The video below is from the Toughman Contest in Sioux City, in March or April, 1991. I was 38 years old. I'm the one in blue. By the way, I wore number 14 because it was Pete Rose's number. Big Red Machine fans will understand. This is not internal fighting. It is boxing, and it took place two years before I trained with the Iowa State University Boxing team, so I really was not a boxer when I did this fight. It shows.

I loved it. There is nothing like putting it on the line -- one on one -- the ultimate personal competition. It's why I never lost a fight growing up. I tried to avoid fighting, but when a bully pushed too far, I would fight, and I really enjoyed it. Usually, I was not the toughest fighter. But I was always the smartest. One of the reasons I was the smartest was because I tried to avoid fighting!!

Get it?

Even in the full contact match below, you can see near the end that I was trying to have fun. In my opinion, fun is one of the main reasons to do martial arts. The last thing I want to do is hurt someone.

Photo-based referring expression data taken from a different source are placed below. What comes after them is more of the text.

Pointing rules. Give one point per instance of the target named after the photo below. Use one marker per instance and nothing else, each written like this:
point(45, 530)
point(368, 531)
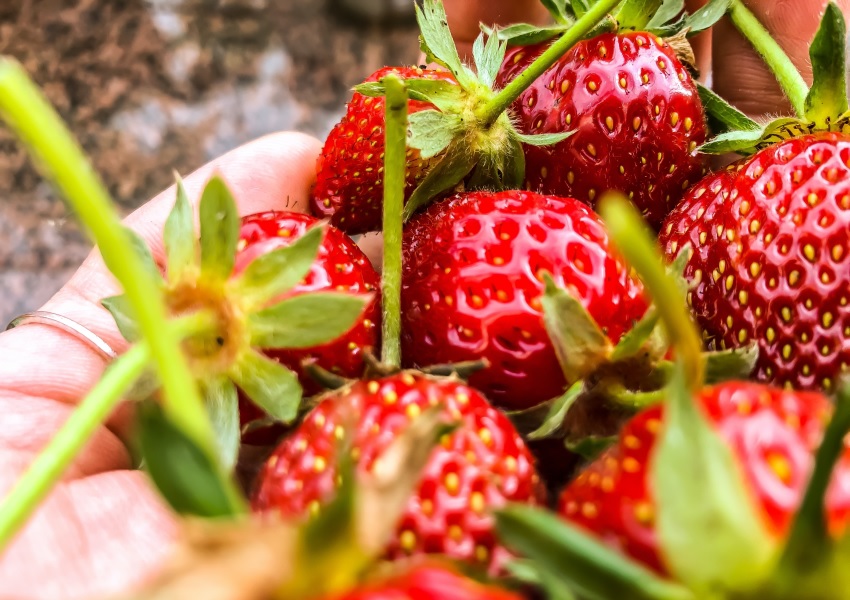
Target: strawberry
point(349, 173)
point(427, 582)
point(481, 465)
point(633, 113)
point(770, 259)
point(473, 283)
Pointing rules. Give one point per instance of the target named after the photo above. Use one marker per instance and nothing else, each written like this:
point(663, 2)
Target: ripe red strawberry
point(472, 287)
point(428, 582)
point(339, 266)
point(771, 258)
point(349, 181)
point(635, 115)
point(772, 434)
point(480, 466)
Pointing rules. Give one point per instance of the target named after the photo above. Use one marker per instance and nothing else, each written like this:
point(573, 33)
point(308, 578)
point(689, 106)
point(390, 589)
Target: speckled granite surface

We study the internal arts. We are trying to get better at using the internal arts for self-defense. It is a very deep, worthwhile, and difficult goal. The principles are much more difficult than in many other arts. If we have not mastered it, there are no claims of mastery being made. But we do enjoy the journey.

This blog post was triggered by an arrogant asshole who I don't even know who "questioned" whether I could use the internal arts in a fight. Please forgive the profanity, dear readers, but -- really, Motherfucker? Does it make you feel better about yourself to troll Facebook and make superior comments about the skill of other people? By the way, I searched this guy pretty thoroughly. There is not one photo or video of him doing anything at all. Figures. A keyboard warrior.

If I have to use martial arts to defend myself, it will be a very dangerous situation. Like my police officer student or my 15-year old abused student, I will not waste any mental effort criticizing myself if I don't adhere to my attacker, or use the right amount of peng, if my Dan T'ien isn't rotating quite right, if I don't follow his technique just right or if my fajing is not perfectly connected through the body. I will simply try to break his knee, elbow, or face as quickly as I can. Better yet, it would be really great if I am able to remain centered and again defuse the situation so that no violence occurs. 

There are a few people online claiming near mastery of the internal arts, but most of us are simply learning, showing, discussing, and trying to move forward in our understanding and skill. I enjoy folks like Stuart Shaw who are pushing internal artists forward in their actual fighting skill. Far too many internal artists are into "meditation" or the "woo" aspects of the arts. But when someone I don't know visits my page and starts "questioning" whether I can fight with my arts, that's a type of arrogance that deserves a smackdown. And when you are talking about real-life self-defense, there are many ways to use our training, including defusing a situation.

I don't study the internal arts to fight in the street. I already know how to fight. There is a reason the word "art" is included in "internal martial arts." It's fun, it's deep, it's a form of self-learning and self-expression, and it is fascinating to explore and improve my skill over a long period of time.

In the end, there are many benefits to the internal arts, and many ways to use it for real-life self-defense. Not all of those require you to prove yourself to dumbasses who are trying to pee higher on the Internet tree. I suggest doing what I do -- block these arrogant bastards who have probably never had a real fight, and just keep on studying and practicing. And if some of them want to get in a ring and run the risk of concussions, they can knock themselves out. I will still be the smarter fighter in the end.